President Omar Al Bashir recently appointed his deputy, the second vice president of Sudan, Al Haj Ahmed Youssef. The decision makes Adam Youssef one of the top three influential politicians in the country. Radio Dabanga takes a look at the profile of the leader, his background, views and opinions.
Al Haj Ahmed Youssef (1955- )
Position: Second vice president, Republic of Sudan
Party: National Congress Party (NCP)
Origins: Darfuri-Arab, Beni Helba tribe
On September 13, 2011 President Omar Al Bashir announced the appointment of Al Haj Ahmed Youssef as the new vice president of the country. The position had been vacant since Salva Kiir resigned to lead South Sudan after its secession from the North.
In the wake of his appointment, Ahmed Youssef who belongs to an Arab ethnic group in Darfur said, “There is a need to lay down arms and engage in peaceful ways ahead to end strife in the country.” Yousseff added that there was no conflict between the LJM and the NCP about his appointment.
The LJM, however, did express some concerns about the appointment of the new vice president, a decision the NCP seems to have reached without consultation with its ally. As per prior agreements, the post of the vice president is supposed to have been reserved for Tijani Sese, the chief of the LJM, which is the only opposition group that signed the Doha Peace Agreement (DPA) with the government of Sudan.
Most Darfuri opposition groups have also openly criticized the decision. So the vice president's appointment does come along with a fair share of controversy.
Ahmed Youssef was born in Eddel Fursan, South Darfur in 1955. He attained a PhD in Agricultural engineering and went on to teach the subject at Khartoum University. While serving in the PCP, he was the candidate for the gubernatorial elections in South Darfur.
The Darfuri Arab, who belongs to the Beni Helba tribe (traditionally cattle breeding Arabs), joined the NCP in November 2010, after cutting ties with Hassan Al Turabi-led opposition group Popular Congress Party (PCP). Once with the NCP, he held the position of the party's political secretary.
The PCP is said to have rebel links, something which Ahmed Youssef has endorsed. Ahmed Youssef supported the popular revolt of 1999 led by Turabi and is a strong Islamist believing in the necessity for unification of all Islamists.
After he shifted political gears and hopped onto the NCP wagon, he was quick to climb up the ladder. He did so by steadily campaigning on behalf of the President and gaining his favor. He toured several refugee camps and did a volte-face on his prior opinions. He now claimed that the unification of the various Darfuri states wasn't in anyone's benefit.

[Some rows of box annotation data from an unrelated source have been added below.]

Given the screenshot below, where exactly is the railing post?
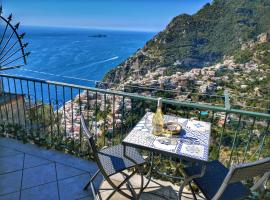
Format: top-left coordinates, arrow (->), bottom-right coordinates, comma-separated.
224,90 -> 231,110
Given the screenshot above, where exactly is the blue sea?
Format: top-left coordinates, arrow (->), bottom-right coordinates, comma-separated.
4,27 -> 155,86
3,27 -> 156,106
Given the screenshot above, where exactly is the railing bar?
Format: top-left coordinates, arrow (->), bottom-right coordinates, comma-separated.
95,92 -> 98,139
40,83 -> 46,137
20,80 -> 28,130
26,81 -> 33,135
47,84 -> 53,144
33,82 -> 40,143
13,79 -> 21,126
62,86 -> 67,137
228,115 -> 242,167
7,78 -> 15,125
54,86 -> 60,137
211,111 -> 215,124
1,77 -> 9,124
120,96 -> 125,142
86,90 -> 89,123
217,113 -> 228,160
112,95 -> 115,145
242,117 -> 256,163
78,89 -> 82,153
1,74 -> 270,119
70,87 -> 74,137
257,121 -> 270,160
103,94 -> 107,146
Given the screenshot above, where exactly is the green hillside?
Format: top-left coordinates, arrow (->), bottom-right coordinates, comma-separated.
104,0 -> 270,83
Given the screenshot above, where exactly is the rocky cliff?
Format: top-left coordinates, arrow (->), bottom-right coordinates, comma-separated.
104,0 -> 270,83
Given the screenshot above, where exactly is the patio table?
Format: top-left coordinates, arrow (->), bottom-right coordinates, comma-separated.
122,112 -> 211,199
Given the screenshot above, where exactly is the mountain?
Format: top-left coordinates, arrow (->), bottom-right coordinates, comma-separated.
104,0 -> 270,83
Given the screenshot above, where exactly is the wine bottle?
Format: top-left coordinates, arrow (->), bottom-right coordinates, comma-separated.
152,98 -> 164,136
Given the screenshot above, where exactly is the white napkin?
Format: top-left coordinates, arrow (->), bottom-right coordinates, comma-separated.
153,137 -> 177,151
181,143 -> 204,158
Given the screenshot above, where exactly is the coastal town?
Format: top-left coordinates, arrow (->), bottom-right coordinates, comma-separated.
59,33 -> 270,138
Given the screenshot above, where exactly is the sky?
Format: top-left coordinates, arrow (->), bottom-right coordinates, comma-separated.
0,0 -> 211,31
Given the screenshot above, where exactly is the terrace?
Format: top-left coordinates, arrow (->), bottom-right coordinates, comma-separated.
0,75 -> 270,199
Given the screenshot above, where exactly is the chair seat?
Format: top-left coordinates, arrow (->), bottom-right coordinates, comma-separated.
98,144 -> 145,176
184,160 -> 250,200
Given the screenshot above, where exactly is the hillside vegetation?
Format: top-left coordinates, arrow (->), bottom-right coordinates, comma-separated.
104,0 -> 270,83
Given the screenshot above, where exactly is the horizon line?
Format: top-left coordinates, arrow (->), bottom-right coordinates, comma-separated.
21,24 -> 160,33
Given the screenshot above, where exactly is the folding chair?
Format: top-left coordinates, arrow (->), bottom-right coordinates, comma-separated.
179,157 -> 270,200
81,114 -> 146,199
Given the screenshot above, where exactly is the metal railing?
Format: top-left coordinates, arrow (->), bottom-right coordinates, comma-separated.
0,74 -> 270,170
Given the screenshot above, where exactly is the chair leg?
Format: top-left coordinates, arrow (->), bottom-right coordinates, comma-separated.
83,181 -> 91,190
107,170 -> 137,199
83,170 -> 100,190
188,182 -> 197,200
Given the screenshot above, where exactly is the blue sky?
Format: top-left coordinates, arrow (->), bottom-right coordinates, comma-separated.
0,0 -> 211,31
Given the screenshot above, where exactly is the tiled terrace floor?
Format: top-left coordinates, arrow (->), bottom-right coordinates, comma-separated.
0,137 -> 190,200
0,138 -> 97,200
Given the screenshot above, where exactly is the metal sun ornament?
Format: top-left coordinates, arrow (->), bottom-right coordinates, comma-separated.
0,5 -> 30,71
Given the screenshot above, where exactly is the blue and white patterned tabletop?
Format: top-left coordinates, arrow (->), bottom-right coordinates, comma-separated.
123,112 -> 211,161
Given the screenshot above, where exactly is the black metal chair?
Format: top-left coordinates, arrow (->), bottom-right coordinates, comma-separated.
179,157 -> 270,200
81,114 -> 145,199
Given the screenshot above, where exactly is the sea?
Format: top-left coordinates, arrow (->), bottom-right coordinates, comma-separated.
4,27 -> 156,104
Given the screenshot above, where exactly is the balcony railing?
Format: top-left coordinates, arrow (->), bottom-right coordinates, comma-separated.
0,72 -> 270,182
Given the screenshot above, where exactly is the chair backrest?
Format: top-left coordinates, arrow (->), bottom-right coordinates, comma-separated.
229,157 -> 270,183
81,114 -> 111,180
213,157 -> 270,200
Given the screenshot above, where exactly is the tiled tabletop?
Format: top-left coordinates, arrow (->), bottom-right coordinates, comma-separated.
123,112 -> 211,162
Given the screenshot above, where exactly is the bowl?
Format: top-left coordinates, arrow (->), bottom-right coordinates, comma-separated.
163,122 -> 182,135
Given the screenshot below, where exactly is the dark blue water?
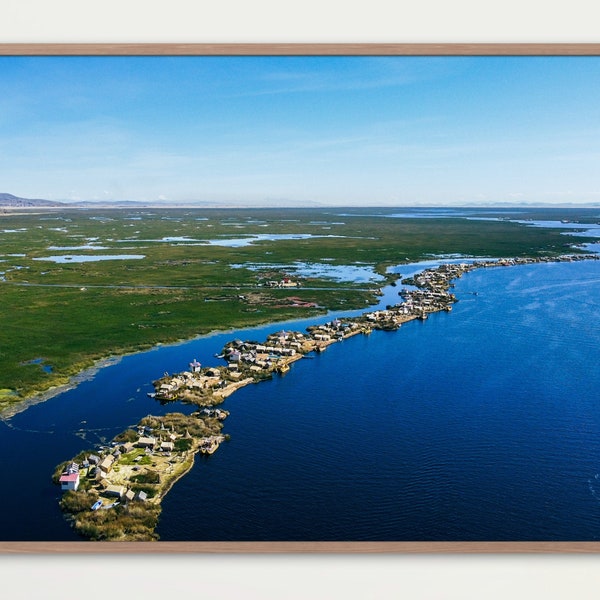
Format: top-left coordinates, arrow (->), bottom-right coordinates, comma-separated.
0,261 -> 600,540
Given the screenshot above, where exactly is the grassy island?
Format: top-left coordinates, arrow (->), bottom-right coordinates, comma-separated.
53,411 -> 228,541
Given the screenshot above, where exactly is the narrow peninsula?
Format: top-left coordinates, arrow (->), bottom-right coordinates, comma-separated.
53,254 -> 600,541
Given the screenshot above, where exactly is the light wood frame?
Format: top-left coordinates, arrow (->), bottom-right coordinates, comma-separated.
0,43 -> 600,555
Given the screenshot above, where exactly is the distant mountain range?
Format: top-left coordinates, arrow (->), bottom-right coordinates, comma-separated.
0,192 -> 600,210
0,193 -> 160,208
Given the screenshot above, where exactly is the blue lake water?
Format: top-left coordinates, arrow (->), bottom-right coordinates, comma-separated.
0,261 -> 600,540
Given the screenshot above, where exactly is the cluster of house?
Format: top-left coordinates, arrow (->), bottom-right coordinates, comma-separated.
154,359 -> 227,400
263,277 -> 300,288
59,427 -> 177,501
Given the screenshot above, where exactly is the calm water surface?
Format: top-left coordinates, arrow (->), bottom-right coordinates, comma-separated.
0,261 -> 600,540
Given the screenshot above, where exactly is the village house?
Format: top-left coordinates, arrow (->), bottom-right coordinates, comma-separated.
135,437 -> 156,448
98,454 -> 115,473
190,359 -> 202,373
104,485 -> 125,498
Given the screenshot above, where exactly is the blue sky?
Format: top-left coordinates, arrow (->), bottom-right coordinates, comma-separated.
0,57 -> 600,206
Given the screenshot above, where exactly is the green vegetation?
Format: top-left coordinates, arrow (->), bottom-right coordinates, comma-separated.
0,204 -> 597,410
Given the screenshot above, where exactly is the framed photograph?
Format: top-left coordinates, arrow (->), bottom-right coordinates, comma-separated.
0,44 -> 600,553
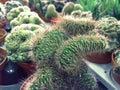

“The one region for Darfur is not acceptable at this stage. There is no real benefit. It was hoped that the consultations would continue between the people of Darfur in order to reach the conference to resolve this matter,” he was quoted by the pro-government news website Sudan Vision.
The matter of his Darfuri lineage also raised a curious remark from him. Instead of emracing his Darfuri identity, he denounced the matter saying, “The question of the vice president should not be connected with a certain region because the experiment in the South confirmed that the first vice president failed to exercise any powers and was confining himself in South Sudan. We want a vice-president on the basis of efficiency. All regions must be represented in the center to contribute in the management of the country,” the new vice president explained.
Ahmed Youssef's political ideology is therefore difficult to pin down -- his publicly expressed opinions have changed with time, making it difficult to predict a steady political course.